Bref, c’est une fausse bonne idée, estime Jean-Yves Dormagen, professeur à l’Université de Montpellier.

« Ça ne réglera pas tous les problèmes, loin de là, explique ce spécialiste de l’abstention. Car le système électoral français aggrave encore la situation. Il y a environ 6 millions de Français qui ont déménagé et ne sont pas inscrits à la bonne adresse. Ils doivent soit se déplacer, soit faire une procuration, ce qui complique les choses. Ce problème d’inscriptions augmente de manière mécanique l’abstention et en particulier celle des jeunes. »

M. Dormagen reconnaît que le vote électronique aurait ses avantages, notamment pour les nouvelles générations, plus à l’aise avec la technologie. Mais il ne réglerait pas le problème de fond, qui est celui de la défiance et du manque d’intérêt pour la politique.

Il faut d’abord avoir envie de voter.

Jean-Yves Dormagen, professeur à l’Université de Montpellier

Pour le moment, seuls les Français de l’étranger – y compris ceux du Québec – peuvent voter par internet, mais pas pour l’élection présidentielle.

Certains pays, comme la Belgique, le Brésil, les Pays-Bas, l’Allemagne, l’Irlande ou la Norvège, ont aussi tenté l’expérience à plus ou moins grande échelle.

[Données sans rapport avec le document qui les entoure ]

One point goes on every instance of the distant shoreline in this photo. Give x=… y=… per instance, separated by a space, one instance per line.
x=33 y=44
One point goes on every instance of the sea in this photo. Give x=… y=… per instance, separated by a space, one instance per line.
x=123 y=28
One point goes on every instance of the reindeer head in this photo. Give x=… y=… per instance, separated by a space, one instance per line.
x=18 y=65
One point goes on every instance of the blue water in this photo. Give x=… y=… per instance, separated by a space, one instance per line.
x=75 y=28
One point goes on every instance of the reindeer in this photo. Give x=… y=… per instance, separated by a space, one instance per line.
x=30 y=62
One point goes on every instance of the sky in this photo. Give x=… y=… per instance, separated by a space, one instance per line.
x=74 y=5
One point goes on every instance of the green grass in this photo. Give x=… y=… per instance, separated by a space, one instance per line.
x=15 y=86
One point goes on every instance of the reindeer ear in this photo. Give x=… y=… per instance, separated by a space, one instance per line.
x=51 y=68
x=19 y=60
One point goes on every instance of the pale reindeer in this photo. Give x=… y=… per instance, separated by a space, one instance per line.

Mais les essais se sont avérés peu concluants. Soit des fraudes ont été constatées, soit les effets sur le taux de participation ont été minimes.

L’Estonie est pour l’instant le seul vrai leader dans ce domaine, 44 % des votes ayant été enregistrés par internet lors des élections législatives de 2019 dans ce petit pays baltique. Mais il ne compte que 1,3 million d’habitants et brille par la numérisation quasi totale de ses fonctions gouvernementales.

Au Canada et au Québec, des études sont menées en ce sens. Mais le système n’est toujours pas implanté.